Il punto di vista della GenZ sulla politica

Il punto di vista della GenZ sulla politica

di Marta De Vivo e Paolo Di Falco

“Il silenzio dell’Europa davanti alla violenza spagnola", intervista all’eurodeputato catalano Comìn

Paolo Di Falco

1 marzo 2022

Abbiamo ripercorso i tragici giorni che seguirono al referendum per l’indipendenza della Catalogna dell’ottobre del 2017 ricordando David Sassoli che si battè per riconoscere a lui e a Puigdemont la carica di europarlamentare.

Durante questi giorni l’attenzione globale è concentrata sull’Ucraina, uno Stato che si trova a meno di 2000 km da noi e che il Presidente russo Vladimir Putin ha deciso di invadere. La reazione dell’Unione Europea, almeno nella parte iniziale, non è stata coesa in quanto, così com’era già accaduto dopo la decisione del ritiro delle truppe occidentali dall’Afghanistan, si avverte l’assenza di una politica estera comune che dia luogo a un’unica reazione concordata in prima battuta e non a passi iniziali sconnessi gli uni dagli altri che rimarcano, sostanzialmente, le decisioni prese dagli Stati Uniti d’America.

Un’altra situazione che in passato è già esplosa ma, attualmente, costituisce ancora un problema per l’Unione Europea è quella della Catalogna, la Regione spagnola che cerca la sua indipendenza dalla Spagna e che ha provato a ottenerla con il referendum del 1° ottobre del 2017 dichiarato poi illegale. A quel referendum seguì una violenta repressione da parte del governo di Madrid nel silenzio dell’Europa: tanti gli arresti, le confische e le condanne nonostante gli oltre due milioni di catalani a favore dell’indipendenza. Di questo abbiamo parlato con l’eurodeputato catalano Antoni Comìn I Oliveresche, oltre ad aver ricoperto la carica di ministro della Salute nel governo dell’ex Presidente della Generalitat della Catalogna Carles Puigdemont, si trova in esilio a Bruxelles da quasi cinque anni e che, come sottolinea lui stesso, deve alla tenacia dell’ex presidente del parlamento europeo David Sassoli la sua carica di europarlamentare.

Per poter capire il contesto della Catalogna è fondamentale soffermarsi sulla situazione della Spagna che, come ci ha detto più volte, è abbastanza peculiare: se Paesi come il nostro o la Germania hanno sconfitto il fascismo e il nazismo, in Spagna dopo 40 anni di dittatura si è dovuti scendere a patto con i franchisti e quest’ultimi hanno avuto anche dopo morte del generale Franco un’importante influenza nel Paese dato che sono rimasti all’interno delle Istituzioni.

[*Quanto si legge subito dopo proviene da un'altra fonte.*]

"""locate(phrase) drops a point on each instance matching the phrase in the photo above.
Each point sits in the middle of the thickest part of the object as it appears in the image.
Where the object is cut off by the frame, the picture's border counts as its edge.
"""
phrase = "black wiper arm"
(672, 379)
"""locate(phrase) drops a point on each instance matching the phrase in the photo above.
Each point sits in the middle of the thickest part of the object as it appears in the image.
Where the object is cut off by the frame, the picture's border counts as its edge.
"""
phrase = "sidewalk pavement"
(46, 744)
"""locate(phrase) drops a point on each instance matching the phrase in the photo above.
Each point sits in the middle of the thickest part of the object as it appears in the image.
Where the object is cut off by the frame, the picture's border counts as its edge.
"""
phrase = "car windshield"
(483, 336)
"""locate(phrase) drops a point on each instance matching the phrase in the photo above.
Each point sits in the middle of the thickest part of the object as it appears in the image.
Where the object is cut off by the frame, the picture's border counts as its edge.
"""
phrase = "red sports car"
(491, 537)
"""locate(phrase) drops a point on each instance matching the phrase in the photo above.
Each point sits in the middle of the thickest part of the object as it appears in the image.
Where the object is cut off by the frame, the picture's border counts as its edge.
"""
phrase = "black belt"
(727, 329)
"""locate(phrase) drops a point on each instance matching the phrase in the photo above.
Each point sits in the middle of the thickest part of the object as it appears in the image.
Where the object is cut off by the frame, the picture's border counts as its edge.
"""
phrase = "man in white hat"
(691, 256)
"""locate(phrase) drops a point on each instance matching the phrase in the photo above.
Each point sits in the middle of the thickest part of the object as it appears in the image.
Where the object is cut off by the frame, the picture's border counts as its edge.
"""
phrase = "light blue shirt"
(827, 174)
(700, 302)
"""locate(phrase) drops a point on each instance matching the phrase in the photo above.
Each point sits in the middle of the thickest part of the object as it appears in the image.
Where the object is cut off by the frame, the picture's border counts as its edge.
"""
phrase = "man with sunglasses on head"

Quella che c’è stata, secondo il parlamentare europeo, è “una falsa transizione alla democrazia”. In questo contesto si inserisce la Catalogna che perse la sua autonomia con l’entrata in vigore della dittatura del generale Francisco Franco.

Come ci dice l’eurodeputato: «La Catalogna soddisfa tutte le condizioni per poter entrare a far parte dell’Unione Europea da stato sovrano ed è l’unica regione del continente europeo a soddisfarle ma che non è stata ancora riconosciuta dalla Spagna». Prima del referendum sull’indipendenza c’è stato un tentativo di riforma dello statuto della Catalogna a cui ha preso parte lo stesso Comìn che però “è stato ucciso dalla corte costituzionale spagnola”.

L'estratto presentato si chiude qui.